Rhodium catalysts have been enantioselectively converting alkenes with hydrogen (hydrogenation) for half a century. Many articles have been published about these types of catalysts and the underlying reaction mechanism, so one would expect a sophisticated understanding of these catalytic reactions. But there is still no simple way to quickly select the right ligands for your homogeneous catalyst when switching substrates. Adarsh Kalikadien, Evgeny Pidko and colleagues from TU Delft and Janssen Pharmaceutica wanted to see if they could develop a predictive model for this using machine learning, but the project turned out differently than expected.

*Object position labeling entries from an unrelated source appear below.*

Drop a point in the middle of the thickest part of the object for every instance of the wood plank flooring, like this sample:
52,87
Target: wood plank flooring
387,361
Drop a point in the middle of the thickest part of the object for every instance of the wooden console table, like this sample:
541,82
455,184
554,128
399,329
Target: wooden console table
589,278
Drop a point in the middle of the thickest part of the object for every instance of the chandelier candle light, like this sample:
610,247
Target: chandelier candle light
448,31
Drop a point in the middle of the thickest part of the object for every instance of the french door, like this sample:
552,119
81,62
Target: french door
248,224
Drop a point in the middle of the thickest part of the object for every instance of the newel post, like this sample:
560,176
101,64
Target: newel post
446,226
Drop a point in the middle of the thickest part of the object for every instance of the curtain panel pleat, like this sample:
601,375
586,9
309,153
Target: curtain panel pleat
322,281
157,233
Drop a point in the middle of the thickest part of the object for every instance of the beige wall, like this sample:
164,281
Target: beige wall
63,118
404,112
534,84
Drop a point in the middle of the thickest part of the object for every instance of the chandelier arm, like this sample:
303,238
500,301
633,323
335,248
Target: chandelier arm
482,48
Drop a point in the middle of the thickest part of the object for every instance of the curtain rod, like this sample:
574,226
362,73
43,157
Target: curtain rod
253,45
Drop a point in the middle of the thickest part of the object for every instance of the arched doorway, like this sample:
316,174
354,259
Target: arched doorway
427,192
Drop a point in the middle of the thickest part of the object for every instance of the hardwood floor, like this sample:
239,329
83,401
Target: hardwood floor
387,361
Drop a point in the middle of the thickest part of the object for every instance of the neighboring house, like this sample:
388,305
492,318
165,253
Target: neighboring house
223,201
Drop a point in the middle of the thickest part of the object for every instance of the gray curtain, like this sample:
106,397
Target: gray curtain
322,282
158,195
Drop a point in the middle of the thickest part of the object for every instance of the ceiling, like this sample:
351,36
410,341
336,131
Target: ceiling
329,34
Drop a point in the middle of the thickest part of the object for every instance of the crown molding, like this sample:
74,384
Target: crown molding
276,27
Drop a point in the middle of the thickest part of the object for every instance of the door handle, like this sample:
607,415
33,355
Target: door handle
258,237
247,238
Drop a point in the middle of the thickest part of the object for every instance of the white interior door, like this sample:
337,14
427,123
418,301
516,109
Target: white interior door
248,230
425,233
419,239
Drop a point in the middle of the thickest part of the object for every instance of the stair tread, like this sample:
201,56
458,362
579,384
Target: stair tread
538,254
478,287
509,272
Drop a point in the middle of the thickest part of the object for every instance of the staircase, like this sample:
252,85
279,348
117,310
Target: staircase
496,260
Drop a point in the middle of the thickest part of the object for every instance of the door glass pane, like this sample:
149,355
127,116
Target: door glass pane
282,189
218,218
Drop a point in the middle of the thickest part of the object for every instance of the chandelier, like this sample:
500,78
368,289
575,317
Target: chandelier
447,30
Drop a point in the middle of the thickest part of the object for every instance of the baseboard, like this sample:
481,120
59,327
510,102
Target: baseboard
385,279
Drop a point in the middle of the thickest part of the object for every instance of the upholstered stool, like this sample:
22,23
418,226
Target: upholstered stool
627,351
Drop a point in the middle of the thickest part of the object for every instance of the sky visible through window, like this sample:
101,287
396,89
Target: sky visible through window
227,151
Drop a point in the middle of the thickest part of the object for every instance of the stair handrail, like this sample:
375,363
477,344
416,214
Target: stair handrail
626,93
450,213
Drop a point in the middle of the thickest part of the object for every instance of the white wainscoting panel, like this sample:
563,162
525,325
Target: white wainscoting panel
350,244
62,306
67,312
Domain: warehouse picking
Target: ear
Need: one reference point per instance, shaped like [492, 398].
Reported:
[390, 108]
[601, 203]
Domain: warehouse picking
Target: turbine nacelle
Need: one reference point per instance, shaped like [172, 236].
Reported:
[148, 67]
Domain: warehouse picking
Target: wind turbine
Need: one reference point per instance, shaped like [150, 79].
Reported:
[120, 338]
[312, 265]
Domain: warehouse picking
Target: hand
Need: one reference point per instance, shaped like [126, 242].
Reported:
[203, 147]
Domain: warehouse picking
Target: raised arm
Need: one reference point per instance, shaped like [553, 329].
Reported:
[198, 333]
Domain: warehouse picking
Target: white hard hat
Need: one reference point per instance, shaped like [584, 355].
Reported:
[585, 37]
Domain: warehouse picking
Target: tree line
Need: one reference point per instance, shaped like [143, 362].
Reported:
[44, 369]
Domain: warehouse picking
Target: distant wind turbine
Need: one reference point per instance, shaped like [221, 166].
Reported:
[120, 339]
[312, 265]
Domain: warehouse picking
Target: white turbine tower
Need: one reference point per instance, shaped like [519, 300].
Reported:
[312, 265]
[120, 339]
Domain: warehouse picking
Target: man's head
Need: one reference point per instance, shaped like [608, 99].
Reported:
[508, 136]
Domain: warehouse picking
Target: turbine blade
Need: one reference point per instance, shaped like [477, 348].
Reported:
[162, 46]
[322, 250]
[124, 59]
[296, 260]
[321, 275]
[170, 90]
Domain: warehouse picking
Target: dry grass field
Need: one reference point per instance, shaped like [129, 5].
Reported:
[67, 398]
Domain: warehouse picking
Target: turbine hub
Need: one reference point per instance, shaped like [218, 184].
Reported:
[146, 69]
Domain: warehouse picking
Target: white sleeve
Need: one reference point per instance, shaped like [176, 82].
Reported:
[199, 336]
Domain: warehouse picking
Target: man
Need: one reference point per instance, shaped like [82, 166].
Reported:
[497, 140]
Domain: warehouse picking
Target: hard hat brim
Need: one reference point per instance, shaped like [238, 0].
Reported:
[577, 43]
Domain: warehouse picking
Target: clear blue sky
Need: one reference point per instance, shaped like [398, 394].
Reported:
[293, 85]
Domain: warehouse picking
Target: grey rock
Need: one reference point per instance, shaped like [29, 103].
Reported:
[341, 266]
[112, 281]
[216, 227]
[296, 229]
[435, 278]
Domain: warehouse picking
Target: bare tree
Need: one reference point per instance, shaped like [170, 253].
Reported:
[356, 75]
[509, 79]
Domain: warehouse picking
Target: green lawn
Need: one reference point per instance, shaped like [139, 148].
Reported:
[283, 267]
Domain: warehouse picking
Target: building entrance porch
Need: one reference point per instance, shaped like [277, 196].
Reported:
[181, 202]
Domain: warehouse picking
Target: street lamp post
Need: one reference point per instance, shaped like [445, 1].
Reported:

“The idea wasn’t complicated,” says Kalikadian, a PhD student in the Bidco group. “We created a simple model of the reaction using the well-known rhodium catalyst. The goal was to create statistical models to predict which catalysts and ligands you could use, so that you needed less trial and error. They used different machine learning models on a set of computational data and high-throughput experiments that Jansen had done.
random
The team compared, among other things, the performance of these models. “We calculated all sorts of properties based on quantum chemistry — the most intensive and expensive calculations — and 2D cheminformatics as well as 2D representations,” says Kalikadin. These properties are different representations of the catalyst as seen by the model. As a test, they also added a random set, containing 34 random numbers between -100 and 100. “The strange thing is that all the simpler models, including the random model, performed the same as the expensive version; it turned out to be completely useless.”
“We made everything open source.”
Something that wasn’t reflected in the paper, but affected the project, was simple. Censorship “On the computer, you can draw the 3D structure of the catalyst you’ve tested under certain conditions. You can then do DFT calculations on that and extract the properties,” says Kalikadin. “Now we used the CAS numbers of the bonds for this. But what we didn’t realize was that the CAS numbers and the drawings on the vials in the lab didn’t match our 3D structures.
“We spent months discussing the properties with the team and making improvements, and in the end we got really good calculations at a high computational level,” the PhD student continues. But during one meeting it turned out that the computational structures did not point to the right ones. Identifiers For the experimental data! So we had to go through all these structures one by one to see where things went wrong. And when we processed the right molecules and created a new statistical model, we were surprised to find that we got almost the same results. So one conclusion was: This is why com.outdomain The modeling approach, it doesn’t matter what you put in it. It was an indication that the model didn’t learn much from the specific representation. “Looking back, we can laugh about it, but during the project it took some of my mental health,” he says with a laugh.
Evaluate
This was intended to be a simple project, but it didn’t go as planned. “I found a lot of the results a little disappointing,” Kalikadin admits. Still, the research—and especially the data it generated—was valuable, especially in light of the rise of machine learning. “That’s why we made everything open source. Not only can you view all the data, but we also provide the code, including packages and manuals, so that anyone who wants to do the same kind of research can do it.”
So they published one of the largest datasets for a particular type of hydrogenation reaction. “Publishing was still a challenge. It was a very in-depth study of how machine learning works in chemistry and not all the conclusions were positive. This led to a high-profile journal rejecting the paper because they felt ‘it didn’t belong here.’ Fortunately, it stood up.” Chemical Sciences More open to it, so we can post our data, codes and even interactive numbers there.
meaningful
What now? “Our representation wasn’t as meaningful as we had hoped, so we’re now looking for a representation of the catalyst that’s maybe a little less simplistic, but still as simple as possible,” says Kalikadian. “You also want to keep the costs from getting too high, so we’re trying to incorporate more information about the reaction mechanism into the model without making it too broad. So a dynamic version of the representation.
Kalikadin, AV et al (2024) Chemistry. Science fiction.Digital ID: 10.1039/D4SC03647F
More Stories
Which can cause an increase in nitrogen.
The Central State Real Estate Agency has no additional space to accommodate Ukrainians.
The oystercatcher, the “unlucky national bird,” is increasingly breeding on rooftops.